Ich versuche gerade folgenden Weg (noch erfolglos) auf dem neuen Server:


neue leere Datenbank anlegen (ist anderer User und anderer Name)
mysql server stoppen
inhalt des alten Datenbankordners in den der neuen Datenbank reinkopieren
Rechte auf mysql setzen
mysql server starten
leider klappt es so nicht...  in phpmyadmin hat die Datenbank keine Tabellen... hat jemand einen Tipp für mich ???


----------



## Till (23. Okt. 2013)

So wie Du es beschrieben hast geht das nur bei myisam. Bei innodb werden standardmäßig alle Daten in der globalen innodb Datei gespeichert. Am besten stellst Du das komplette /var/lib/mysql Verzeichnis im ganzen auf einem neuen Server wieder her.


----------



## Lobster (23. Okt. 2013)

du hast recht, das hatte ich übersehen...
das es dann user und dbs sind die es in ispconfig nicht gibt, ist ja letztlich egal weil ich ja mit root zugreifen kann... aber was passiert mit der ispconfig datenbank auf dem neuen Server, das wird doch besimmt probleme geben wenn ich da alles drüber spiele...
gibt es einen sicheren Weg auf dem neuen Zielserver (der ja jetzt schon neu aufgebaut ist) oder sollte man das auch einem völlig autarken leeren System machen ???


----------



## Till (24. Okt. 2013)

Ist das ispconfig noch leer? dann würde ich so vorgehen:

1) mysql stoppen.
2) mv /var/lib/mysql /var/lib/mysql_bak
3) /var/lib/mysql des alten servers nach /var/lib/mysql auf dem neuen server kopieren.

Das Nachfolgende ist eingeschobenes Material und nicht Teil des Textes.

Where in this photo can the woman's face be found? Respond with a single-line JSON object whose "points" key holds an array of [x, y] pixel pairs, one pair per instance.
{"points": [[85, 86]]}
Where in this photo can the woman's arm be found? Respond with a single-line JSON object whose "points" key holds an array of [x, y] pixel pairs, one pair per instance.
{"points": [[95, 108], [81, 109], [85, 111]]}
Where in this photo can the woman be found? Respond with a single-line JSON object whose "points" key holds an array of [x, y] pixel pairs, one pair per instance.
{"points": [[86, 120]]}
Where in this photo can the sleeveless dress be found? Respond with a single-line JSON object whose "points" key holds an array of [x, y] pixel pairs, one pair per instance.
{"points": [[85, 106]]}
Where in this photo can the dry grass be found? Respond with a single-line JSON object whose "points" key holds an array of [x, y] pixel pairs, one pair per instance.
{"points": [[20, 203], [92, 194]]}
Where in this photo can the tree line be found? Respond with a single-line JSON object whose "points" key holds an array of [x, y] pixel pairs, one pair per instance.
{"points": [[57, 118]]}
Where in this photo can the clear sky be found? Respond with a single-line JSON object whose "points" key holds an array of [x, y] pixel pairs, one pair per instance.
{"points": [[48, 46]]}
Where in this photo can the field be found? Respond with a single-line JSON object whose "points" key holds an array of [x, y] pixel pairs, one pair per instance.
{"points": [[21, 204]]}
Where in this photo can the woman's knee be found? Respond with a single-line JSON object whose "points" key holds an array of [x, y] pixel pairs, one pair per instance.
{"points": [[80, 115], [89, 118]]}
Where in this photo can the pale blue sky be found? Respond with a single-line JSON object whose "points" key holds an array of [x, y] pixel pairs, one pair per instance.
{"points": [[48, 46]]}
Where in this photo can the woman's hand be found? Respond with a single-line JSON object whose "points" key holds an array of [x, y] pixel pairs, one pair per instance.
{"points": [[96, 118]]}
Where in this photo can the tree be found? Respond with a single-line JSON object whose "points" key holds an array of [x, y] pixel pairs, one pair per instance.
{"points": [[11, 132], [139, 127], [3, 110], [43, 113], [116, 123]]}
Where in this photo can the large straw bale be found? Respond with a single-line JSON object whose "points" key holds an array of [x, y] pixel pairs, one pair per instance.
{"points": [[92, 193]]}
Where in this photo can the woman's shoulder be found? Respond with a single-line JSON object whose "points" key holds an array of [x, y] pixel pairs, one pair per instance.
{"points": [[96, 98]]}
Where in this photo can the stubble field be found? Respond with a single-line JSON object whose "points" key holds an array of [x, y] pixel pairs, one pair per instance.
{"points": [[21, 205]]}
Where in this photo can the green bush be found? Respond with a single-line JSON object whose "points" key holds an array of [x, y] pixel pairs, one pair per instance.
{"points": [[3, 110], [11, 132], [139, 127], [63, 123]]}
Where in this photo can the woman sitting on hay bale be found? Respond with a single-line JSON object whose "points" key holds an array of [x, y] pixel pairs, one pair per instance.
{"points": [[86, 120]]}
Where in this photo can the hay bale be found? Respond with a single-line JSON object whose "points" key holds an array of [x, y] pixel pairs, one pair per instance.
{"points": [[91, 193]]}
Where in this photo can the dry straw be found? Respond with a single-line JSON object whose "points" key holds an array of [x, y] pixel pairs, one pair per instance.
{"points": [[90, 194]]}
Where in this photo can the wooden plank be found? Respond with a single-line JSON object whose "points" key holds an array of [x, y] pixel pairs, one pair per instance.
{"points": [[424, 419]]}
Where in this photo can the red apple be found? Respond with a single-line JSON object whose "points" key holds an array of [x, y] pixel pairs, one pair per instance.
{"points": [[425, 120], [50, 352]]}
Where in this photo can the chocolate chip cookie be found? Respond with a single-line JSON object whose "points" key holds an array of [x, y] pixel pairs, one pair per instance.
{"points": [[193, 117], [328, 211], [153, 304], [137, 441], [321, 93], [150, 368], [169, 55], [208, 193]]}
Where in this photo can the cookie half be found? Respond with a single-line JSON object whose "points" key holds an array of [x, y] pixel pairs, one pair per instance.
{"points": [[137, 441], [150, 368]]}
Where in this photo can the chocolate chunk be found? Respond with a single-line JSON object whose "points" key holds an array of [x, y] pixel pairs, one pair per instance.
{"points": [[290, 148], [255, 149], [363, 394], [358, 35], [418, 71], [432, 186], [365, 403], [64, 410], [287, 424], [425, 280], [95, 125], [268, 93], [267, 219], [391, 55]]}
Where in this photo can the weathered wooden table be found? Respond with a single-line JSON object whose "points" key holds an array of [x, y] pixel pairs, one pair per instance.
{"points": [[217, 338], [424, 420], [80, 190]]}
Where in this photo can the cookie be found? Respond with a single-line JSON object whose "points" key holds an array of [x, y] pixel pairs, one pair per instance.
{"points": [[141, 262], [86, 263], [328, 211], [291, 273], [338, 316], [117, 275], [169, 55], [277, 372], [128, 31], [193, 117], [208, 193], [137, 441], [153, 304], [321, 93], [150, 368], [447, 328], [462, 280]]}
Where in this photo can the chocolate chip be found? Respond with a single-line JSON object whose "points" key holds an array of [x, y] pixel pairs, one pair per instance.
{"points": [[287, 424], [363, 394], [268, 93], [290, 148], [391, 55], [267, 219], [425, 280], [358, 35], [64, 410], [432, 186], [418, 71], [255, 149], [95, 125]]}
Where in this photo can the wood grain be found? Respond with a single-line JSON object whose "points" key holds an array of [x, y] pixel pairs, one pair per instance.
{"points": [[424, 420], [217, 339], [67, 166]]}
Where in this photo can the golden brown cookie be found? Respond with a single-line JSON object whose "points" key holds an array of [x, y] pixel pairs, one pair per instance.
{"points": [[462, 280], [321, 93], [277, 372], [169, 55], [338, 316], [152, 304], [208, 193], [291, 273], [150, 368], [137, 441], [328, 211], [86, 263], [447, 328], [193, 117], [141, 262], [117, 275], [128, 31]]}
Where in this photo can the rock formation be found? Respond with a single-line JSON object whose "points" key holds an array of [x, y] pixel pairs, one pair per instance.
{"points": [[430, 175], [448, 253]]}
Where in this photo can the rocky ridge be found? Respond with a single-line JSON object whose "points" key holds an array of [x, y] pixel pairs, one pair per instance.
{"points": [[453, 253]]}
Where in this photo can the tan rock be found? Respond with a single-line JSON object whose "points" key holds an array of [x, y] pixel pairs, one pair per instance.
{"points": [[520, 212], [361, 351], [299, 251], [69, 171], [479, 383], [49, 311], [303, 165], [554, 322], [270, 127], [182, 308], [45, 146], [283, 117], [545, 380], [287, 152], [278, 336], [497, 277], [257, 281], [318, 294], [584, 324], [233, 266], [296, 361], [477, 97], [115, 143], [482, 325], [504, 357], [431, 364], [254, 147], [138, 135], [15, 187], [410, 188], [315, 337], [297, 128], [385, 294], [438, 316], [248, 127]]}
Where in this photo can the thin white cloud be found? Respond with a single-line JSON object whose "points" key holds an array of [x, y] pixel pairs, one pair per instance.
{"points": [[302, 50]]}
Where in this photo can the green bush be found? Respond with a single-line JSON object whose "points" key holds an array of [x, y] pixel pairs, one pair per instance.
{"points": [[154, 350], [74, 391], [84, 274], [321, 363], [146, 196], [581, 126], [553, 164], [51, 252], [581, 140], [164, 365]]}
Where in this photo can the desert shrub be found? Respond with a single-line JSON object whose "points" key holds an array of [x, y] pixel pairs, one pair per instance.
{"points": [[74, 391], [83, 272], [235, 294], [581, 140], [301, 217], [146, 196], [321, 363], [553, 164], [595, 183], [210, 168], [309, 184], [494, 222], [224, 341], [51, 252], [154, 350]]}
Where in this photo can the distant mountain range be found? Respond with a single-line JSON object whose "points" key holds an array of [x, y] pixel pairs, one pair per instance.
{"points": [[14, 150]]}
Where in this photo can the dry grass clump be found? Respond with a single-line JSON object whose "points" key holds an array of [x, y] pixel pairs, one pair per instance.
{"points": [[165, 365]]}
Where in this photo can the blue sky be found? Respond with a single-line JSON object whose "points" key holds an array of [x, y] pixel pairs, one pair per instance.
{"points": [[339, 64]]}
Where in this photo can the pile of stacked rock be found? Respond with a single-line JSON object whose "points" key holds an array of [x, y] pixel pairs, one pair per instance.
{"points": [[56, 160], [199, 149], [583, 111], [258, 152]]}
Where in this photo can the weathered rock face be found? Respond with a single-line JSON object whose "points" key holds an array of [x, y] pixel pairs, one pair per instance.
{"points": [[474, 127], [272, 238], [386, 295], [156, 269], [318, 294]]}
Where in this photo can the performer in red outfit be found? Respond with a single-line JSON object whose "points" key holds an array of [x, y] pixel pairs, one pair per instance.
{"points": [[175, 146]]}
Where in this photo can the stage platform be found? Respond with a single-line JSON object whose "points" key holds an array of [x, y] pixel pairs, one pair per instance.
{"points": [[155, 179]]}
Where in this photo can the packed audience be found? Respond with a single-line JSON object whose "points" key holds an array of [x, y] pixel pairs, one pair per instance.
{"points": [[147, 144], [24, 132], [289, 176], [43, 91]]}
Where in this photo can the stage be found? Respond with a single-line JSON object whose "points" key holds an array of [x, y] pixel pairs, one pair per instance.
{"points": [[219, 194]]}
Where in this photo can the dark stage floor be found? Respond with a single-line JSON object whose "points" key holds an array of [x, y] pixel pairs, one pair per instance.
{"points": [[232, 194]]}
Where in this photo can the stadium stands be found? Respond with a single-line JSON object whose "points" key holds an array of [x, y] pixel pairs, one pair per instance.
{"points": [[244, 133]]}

Ggf, mit chown alles auf user und Gruppe mysql ändern.
4) wenn es debian doer ubuntu ist, dann /etc/mysql/debian.cnf auch auf den neuen server kopieren (Bestehende Datei sichern!).
5) Mysql starten.
6) Kopier das mysql passwort des ispconfig users in /usr/local/ispconfig/server/lib/config.inc.php raus, dan logge Dich in phpmyadmin ein und setze dieses Passwort für den User "ispconfig" in mysql, damit ispconfig wieder an seine db kommt.

jetzt solltest Du alle Datenbanken wieder funktionsfähig haben und auch in ispconfig müsste alles wieder da sein.

Falls Die ispconfig versionen unterschiedlich waren, lade ispconfig neu runter, gehe in in en install Ordner und rufe das update.php script auf, es wird die db Struktur von ispconfig anglechen.

Was dann noch zur vollen Migration fehlt ist die user und gruppend er ispconfig webs von /etc/passwd, /etc/shadow, /etc/group und /etc/gshadow auf das neue system zu kopieren. aber nur die Zeilen der user und Gruppen, keinesfalls die ganzen dateien! 

Dann spielst Du noch mit rsync /var/www und /var/vmail rüber (wichtig, die Rechte und User müssen dabei erhalten bleiben) und lässt zum Schluss in ispconfig unter tools > resync einen resync drüber laufen. Und schon hast Du einen kompletten ispconfig Server aus Dateien wieder hergestellt


----------